|
Point-to-point Synch.
- Normally done in software with flags
P0: A = 1; flag = 1;
P1: while (!flag); print A;
- Some old machines supported full/empty bits in memory
- Each memory location is augmented with a full/empty bit
- Producer writes the location only if bit is reset
- Consumer reads location if bit is set and resets it
- Lot less flexible: one producer-one consumer sharing only (one producer-many consumers is very popular); all accesses to a memory location become synchronized (unless compiler flags some accesses as special)

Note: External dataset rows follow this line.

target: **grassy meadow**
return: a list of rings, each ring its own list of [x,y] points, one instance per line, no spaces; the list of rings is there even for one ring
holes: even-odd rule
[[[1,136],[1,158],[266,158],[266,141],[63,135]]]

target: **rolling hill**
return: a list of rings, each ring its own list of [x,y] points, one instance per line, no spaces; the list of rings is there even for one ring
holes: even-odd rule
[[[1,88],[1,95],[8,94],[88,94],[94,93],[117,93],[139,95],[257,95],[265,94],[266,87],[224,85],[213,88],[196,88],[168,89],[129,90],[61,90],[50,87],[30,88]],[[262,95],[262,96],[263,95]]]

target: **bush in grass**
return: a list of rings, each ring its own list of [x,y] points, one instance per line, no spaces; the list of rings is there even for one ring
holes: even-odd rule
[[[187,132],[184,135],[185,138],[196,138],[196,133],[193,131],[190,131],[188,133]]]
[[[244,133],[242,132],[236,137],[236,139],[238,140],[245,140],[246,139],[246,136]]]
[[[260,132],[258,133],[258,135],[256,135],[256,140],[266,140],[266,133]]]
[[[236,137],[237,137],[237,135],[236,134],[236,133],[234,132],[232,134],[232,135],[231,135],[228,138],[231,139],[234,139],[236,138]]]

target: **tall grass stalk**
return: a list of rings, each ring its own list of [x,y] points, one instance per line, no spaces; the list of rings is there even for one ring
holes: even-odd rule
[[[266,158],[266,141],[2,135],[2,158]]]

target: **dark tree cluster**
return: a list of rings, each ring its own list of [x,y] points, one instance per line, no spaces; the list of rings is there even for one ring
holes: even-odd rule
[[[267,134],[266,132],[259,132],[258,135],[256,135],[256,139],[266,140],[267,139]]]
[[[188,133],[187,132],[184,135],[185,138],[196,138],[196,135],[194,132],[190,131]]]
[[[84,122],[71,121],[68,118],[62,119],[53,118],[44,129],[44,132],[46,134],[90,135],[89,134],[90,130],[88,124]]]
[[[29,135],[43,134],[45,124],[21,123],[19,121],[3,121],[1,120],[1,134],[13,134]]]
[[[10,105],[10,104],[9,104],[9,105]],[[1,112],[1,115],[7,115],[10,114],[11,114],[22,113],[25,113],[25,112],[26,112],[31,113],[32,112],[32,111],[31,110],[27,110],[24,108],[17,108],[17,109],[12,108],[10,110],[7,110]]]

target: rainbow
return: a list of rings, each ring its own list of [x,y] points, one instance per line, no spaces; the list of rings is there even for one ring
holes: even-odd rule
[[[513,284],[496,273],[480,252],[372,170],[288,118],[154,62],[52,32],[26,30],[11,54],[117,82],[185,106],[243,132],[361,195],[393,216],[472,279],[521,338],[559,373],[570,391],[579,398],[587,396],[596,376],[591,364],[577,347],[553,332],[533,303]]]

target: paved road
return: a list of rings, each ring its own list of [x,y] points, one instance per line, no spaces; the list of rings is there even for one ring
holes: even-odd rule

- Possible optimization for shared memory
- Allocate flag and data structures (if small) guarded by flag in same cache line e.g., flag and A in above example
Barrier
- High-level classification of barriers
- Hardware and software barriers
- Will focus on two types of software barriers
- Centralized barrier: every processor polls a single count
- Distributed tree barrier: shows much better scalability
- Performance goals of a barrier implementation
- Low latency: After all processors have arrived at the barrier, they should be able to leave quickly
- Low traffic: Minimize bus transaction and contention
- Scalability: Latency and traffic should scale slowly with the number of processors
- Low storage: Barrier state should not be big
- Fairness: Preserve some strict order of barrier exit (could be FIFO according to arrival order); a particular processor should not always be the last one to exit
|
|
|
|
|
|
|
|
|
|
|
|
|
|
|
|
|
|
|